Miguel Frank flüstert seinem Großvater Renée die Nachricht ins Ohr: "Es sieht schlecht aus." Kurz vor elf Uhr ist es an diesem Sonntag auf einer kleinen Grünfläche zwischen adretten, weißen Häuserblöcken in Bogenhausen. Eigentlich soll in ein paar Minuten die Vormittagsvorstellung des Zirkus Roberto beginnen. Zirkusdirektor Renée Frank steht mit seinem Sohn Joschi, dem Artisten, Enkel Miguel, dem Clown, und dessen Freundin Viktoria, der Schlangenfrau, vor dem blau-gelben Zirkuszelt. Das Grüppchen ist in Krisenstimmung. Nur acht Zuschauer sind da. Noch weniger als befürchtet.

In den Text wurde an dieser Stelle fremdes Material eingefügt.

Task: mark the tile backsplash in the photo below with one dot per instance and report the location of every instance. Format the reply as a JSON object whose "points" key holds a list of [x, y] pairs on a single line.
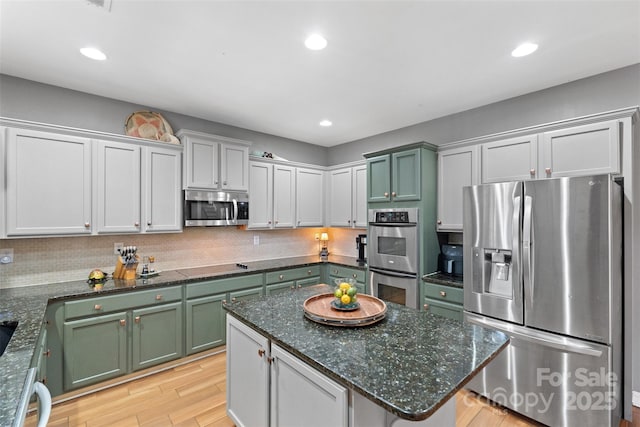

Gut zwei Stunden später am Leonrodplatz wächst die Schlange auf dem Gehsteig auf weit über hundert Menschen an. In der Luft hängt der Duft von frischem Popcorn. Kinder zappeln an der Hand ihrer Eltern, sie wollen endlich rein in den Circus Roncalli. Bald beginnt hier die zweite Vorstellung der Jubiläumstournee des Kölner Zirkusunternehmens.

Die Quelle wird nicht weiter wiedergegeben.